In der Kommunikation zwischen Improspielern und Musikern herrscht oft eine Schieflage, weil Improspieler eben nicht die Vokabeln der Musik kennen. Daher rühren auch Aussagen, wie "schöne Musik", die so unkonkret sind, dass sie schon fast beleidigen, obwohl gut gemeint. Ich möchte eine kleine Hilfe geben, welche Vokabeln für den Improspieler hilfreich sind, um auszudrücken, was sie von ihrem Musiker wollen. Diese Beschreibungshilfen kommen zum Großteil aus der Musikanalyse oder Spielanweisungen und betreffen vor allem Tempobezeichnungen, Charakter und Artikulation. Für viele schon in der Schule ein Graus, bedient sich die Musikanalyse jedoch einem einfachen Mittel: der Metapher. Viele musikalische Zusammenhänge werden nicht nur mit Fachtermini erläutert, sondern gerade in der Musikwirkung verwendet man Bilder. Ich werde versuchen neben Fachbegriffen auch Anregungen für Bilder zu geben, die eine Kommunikation zwischen Improspielern und Musikern vereinfachen können. Jedoch bleibt es immer dem sozialen System überlassen, welche Sprache gemeinsam gesprochen wird. Daher ist es immer hilfreich gemeinsame Vokabeln zu entwickeln. Die erhöhen letztlich auch das Zusammengehörigkeitsgefühl.

Tempo - Tempobezeichungen

In der klassischen Musik gibt es italienische Begriffe für Tempoangaben. Da dies nicht sehr praktikabel ist für Nicht-Musiker, gebe ich Anregungen in deutscher Sprache. Man sieht sehr gut, wie bildhaft das sein kann. Die Auflistung beginnt bei einem langsamen Tempo und steigert sich zu einem schnellen

breit, schwer, langsam, ruhig, gehend, schreitend, mäßig, schnell, munter, lebhaft, lebendig, sehr schnell, äußerst schnell. rasend, rasant

Ergänzend gibt es Charakterbezeichnungen, die auf das Tempo bezogen werden können:

lethargisch, phlegmatisch, lieblich, gesanglich, getragen, geistvoll, mit Ausdruck, mit Pathos, majestätisch, marschierend, zart, mit Liebe, heiter, schwungvoll, feurig, mit Leidenschaft, fröhlich, hektisch, hysterisch

In der moderneren Musik wird das Tempo nicht mehr mit italienischen Begriffen angegeben. Man führte die "Schläge pro Minute" bzw. "Beats per minute", abgekürzt bpm, ein. Während die althergebrachten Tempoangaben eher Gefühlssache und analog daher kommen, ist die Zahl der bpm eine digitale Variante. Auch wenn niemand ohne Metronom in der Lage sein dürfte, exakt 127 bpm zu spielen, so ist eine Zahl dennoch hilfreich, wenn man keine der oben genannten Begriffe verwenden möchte. Ich lasse mir in Improvisationen auch gern vom Publikum eine Zahl zwischen 60 und 150 geben und meine damit bpm, ohne dass ich dies vor der Abfrage erkläre. Ich treffe dann zwar auch nicht die 78 bpm, jedoch weiß ich, dass es ein langsames Stück wird.

Wie also mit bpm umgehen?

Auf der Website http://a.bestmetronome.com/ gibt es eine Online-Variante eines Taktgebers. Zu hören sind die Grundschläge des Rhythmus, das Metrum. In einem Techno-Rhythmus ist das Metrum durch die Bass-Drum hörbar gemacht und verstärkt.

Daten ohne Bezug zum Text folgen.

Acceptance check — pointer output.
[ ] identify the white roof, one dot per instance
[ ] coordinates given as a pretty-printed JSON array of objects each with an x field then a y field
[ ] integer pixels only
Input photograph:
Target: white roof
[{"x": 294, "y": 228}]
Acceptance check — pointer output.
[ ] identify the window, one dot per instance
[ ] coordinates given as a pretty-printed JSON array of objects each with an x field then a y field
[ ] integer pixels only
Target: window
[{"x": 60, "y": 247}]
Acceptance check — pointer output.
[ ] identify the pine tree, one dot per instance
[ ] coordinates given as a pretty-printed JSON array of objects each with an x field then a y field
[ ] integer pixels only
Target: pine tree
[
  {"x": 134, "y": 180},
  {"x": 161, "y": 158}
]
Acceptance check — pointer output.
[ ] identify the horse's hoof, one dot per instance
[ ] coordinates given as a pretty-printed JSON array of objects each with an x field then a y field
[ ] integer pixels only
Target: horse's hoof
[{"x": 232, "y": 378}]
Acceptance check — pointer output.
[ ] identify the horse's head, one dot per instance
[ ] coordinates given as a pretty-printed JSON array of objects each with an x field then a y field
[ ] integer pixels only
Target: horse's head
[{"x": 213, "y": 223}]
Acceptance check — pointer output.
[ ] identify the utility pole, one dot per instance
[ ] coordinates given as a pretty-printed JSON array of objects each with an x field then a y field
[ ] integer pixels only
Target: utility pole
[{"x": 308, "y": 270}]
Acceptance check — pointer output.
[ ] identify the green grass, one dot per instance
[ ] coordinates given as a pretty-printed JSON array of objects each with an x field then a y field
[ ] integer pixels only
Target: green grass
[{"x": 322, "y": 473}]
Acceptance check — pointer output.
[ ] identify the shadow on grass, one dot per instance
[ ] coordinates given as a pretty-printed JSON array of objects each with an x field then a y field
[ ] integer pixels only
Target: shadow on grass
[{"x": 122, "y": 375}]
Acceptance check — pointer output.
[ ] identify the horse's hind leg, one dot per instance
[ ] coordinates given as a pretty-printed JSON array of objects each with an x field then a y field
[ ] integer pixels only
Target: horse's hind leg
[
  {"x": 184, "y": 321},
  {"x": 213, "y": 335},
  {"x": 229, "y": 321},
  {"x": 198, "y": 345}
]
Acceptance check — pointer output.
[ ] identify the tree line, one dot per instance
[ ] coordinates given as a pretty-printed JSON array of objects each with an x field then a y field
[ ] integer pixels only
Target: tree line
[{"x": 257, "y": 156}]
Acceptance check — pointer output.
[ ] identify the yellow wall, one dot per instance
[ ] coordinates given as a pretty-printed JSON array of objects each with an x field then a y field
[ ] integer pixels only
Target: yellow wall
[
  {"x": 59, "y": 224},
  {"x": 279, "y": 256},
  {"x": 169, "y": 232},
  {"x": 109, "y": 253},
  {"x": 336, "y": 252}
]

Probiert aus, welche Zahlen welches Tempo bedeuten. In einem Keyboard oder elektronischen Piano ist meist ein Metronom eingebaut.


Beispiele:


Liebesballade: ca. 60-90 bpm
ruhiger Bossa Nova: ca. 105-115 bpm
tanzbares Lied: ca. 120-130 bpm
schneller Rocksong: ca. 140-160 bpm
schneller Swing, Bepop: ca. 160-220 bpm


Jede Musik hat ihren Charakter, jede Musik macht Bilder im Kopf.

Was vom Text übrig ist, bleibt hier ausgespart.